Human rights situation in Afghanistan has lost ground in key areas during first six month of 2014, increasing uncertainty about the country's future, especially after the international troops pull out by the end of this year. The deadline for the withdrawal of NATO and US forces and continued debate over the presence of US troops beyond 2014 have negatively affected the Afghan government's policies on human rights in the country.
Women's rights in Afghanistan has gradually improved in the last decade under the Karzai administration but still needs greater attention by the international community.
Through different rulers such as the Mujahedeen and the Taliban in the later part of the 20th century, women have struggled to gain freedoms and reform a society that is primarily male dominant. Even today, violence against women in Afghanistan is high although the situation is improving as the country slowly progresses.
A general investigation by an Afghan human rights network found that the Afghan government which is strongly influenced by tribal and religious leaders had made a series of decisions in 2013 and 2014 that undermined human rights, particularly those of women and girls.
“There was continued instability and declining respect for human rights in the country over the past year.

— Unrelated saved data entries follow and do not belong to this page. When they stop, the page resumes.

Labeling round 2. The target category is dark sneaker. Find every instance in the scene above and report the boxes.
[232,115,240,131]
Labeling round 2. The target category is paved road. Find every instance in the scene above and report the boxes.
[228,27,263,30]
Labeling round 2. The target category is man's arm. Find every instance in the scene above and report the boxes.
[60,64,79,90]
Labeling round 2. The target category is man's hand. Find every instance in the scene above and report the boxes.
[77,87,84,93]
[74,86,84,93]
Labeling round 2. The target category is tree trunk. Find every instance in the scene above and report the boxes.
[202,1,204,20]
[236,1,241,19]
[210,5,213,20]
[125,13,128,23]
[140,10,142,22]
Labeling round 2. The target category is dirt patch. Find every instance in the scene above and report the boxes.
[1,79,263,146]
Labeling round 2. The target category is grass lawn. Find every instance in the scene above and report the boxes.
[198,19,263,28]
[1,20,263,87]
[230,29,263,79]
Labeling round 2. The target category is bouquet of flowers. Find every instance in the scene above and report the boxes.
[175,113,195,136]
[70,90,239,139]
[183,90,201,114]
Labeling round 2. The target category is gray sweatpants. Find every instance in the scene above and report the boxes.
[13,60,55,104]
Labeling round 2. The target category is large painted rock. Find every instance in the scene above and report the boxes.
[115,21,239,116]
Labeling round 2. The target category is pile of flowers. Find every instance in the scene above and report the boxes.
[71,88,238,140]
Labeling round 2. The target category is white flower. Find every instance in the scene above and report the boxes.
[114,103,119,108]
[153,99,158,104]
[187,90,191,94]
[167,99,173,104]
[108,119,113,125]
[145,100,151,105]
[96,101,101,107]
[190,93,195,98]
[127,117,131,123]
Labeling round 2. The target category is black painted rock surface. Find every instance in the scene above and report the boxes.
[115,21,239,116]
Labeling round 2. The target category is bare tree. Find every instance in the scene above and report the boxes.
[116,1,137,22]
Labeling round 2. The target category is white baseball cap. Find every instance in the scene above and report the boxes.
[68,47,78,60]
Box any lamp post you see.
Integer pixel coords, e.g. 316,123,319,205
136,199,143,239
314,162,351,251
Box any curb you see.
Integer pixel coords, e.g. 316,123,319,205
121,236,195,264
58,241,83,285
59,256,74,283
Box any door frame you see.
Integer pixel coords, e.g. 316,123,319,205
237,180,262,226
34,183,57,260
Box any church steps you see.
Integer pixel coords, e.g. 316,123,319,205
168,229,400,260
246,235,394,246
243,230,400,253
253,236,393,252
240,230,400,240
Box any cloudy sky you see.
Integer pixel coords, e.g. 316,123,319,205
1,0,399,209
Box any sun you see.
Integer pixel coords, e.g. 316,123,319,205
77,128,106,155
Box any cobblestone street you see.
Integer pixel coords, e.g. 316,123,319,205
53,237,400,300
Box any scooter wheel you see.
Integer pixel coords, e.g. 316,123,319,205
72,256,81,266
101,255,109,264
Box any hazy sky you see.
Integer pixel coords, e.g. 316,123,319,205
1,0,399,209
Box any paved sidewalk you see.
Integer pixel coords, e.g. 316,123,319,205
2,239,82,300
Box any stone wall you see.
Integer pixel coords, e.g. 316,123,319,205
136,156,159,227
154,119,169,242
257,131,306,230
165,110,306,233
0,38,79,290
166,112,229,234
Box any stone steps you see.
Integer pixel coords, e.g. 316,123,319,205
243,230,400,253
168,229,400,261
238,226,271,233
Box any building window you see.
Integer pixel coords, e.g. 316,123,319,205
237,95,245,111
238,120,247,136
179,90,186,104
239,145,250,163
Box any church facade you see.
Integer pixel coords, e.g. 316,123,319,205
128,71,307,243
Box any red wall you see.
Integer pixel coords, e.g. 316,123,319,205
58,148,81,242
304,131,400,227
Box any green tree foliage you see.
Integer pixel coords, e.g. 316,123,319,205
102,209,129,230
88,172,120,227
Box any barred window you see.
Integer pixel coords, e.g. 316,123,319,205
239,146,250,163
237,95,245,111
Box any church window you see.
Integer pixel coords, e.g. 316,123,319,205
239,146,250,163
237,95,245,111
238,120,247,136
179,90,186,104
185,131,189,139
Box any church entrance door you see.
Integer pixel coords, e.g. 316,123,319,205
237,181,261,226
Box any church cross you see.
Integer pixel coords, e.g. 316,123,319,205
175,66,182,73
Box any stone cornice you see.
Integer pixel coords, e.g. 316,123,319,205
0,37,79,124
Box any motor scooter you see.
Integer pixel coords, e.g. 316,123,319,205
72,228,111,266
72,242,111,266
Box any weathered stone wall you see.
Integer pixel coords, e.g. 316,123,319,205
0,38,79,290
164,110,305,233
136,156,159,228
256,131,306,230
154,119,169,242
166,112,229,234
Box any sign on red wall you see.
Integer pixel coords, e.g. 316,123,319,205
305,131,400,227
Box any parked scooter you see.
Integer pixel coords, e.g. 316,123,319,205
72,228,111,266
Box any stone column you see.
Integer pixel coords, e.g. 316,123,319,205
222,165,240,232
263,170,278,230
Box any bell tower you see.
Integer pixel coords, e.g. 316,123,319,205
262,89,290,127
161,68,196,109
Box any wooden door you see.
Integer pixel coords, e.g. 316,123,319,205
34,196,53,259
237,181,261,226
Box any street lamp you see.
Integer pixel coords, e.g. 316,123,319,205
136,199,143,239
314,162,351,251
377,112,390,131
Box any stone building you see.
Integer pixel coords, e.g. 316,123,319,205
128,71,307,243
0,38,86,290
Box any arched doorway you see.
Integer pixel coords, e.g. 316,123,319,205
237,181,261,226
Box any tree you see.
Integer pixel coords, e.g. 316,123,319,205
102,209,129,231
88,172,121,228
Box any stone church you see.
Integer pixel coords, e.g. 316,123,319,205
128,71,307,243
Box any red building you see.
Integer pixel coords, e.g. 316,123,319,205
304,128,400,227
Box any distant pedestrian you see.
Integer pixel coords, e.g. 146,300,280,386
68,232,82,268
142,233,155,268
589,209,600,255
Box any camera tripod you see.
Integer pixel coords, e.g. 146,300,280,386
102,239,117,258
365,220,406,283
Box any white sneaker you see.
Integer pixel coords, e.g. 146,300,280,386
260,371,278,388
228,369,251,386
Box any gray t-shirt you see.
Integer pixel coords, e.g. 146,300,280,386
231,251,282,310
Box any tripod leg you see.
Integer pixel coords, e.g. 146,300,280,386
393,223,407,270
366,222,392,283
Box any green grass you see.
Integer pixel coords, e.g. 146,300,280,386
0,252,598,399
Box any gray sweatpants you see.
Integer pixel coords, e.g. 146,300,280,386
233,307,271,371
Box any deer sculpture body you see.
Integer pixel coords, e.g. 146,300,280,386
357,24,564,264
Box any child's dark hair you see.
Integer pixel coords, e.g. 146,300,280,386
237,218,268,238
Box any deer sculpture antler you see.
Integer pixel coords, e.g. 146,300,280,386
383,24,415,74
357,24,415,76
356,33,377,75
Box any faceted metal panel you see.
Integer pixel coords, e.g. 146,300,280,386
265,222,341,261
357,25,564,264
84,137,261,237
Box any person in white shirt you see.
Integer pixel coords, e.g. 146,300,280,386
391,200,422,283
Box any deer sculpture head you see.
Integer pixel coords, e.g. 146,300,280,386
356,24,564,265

This was reflected in attacks on women's rights,” a senior investigator of that investigation said.
“Impunity for the human rights abuses was the norm for government security forces and other armed groups.”
Taliban insurgents continued their campaign of targeted assassinations of those women working in government, NGOs and other aid organization during the year.
Now Afghan women are all too aware that international donors are walking away from Afghanistan unfortunately, those who want to curtail women's rights realize this too.
Recently the ministry of Justice added a provision to the criminal justice code banning testimony from family members, making it difficult to prosecute for domestic abuse and in cases of child marriage or other forms of forced marriage.
The investigation found that opponents of women's rights took advantage of waning international interest in Afghanistan to begin rolling back the progress made since the end of Taliban rule in 2001.
A string of physical assaults in 2014 against high-profile women, including murders, highlighted the danger to activists and women in public life.
On day of June 27, an independent election commission high ranking female member was targeted as she was on her way to home in capital Kabul; while she survived her security man was killed.
Early in the year, a female member of afghan police force in Kandahar province was shot and killed on her way to work.
The severity of Afghanistan's human rights crisis in 2014 demands urgent action by both the government and the country's foreign donors.
The failure to make human rights a priority during this year, and the backlash resulting from diminished international attention and support, threaten much of the progress that has been achieved.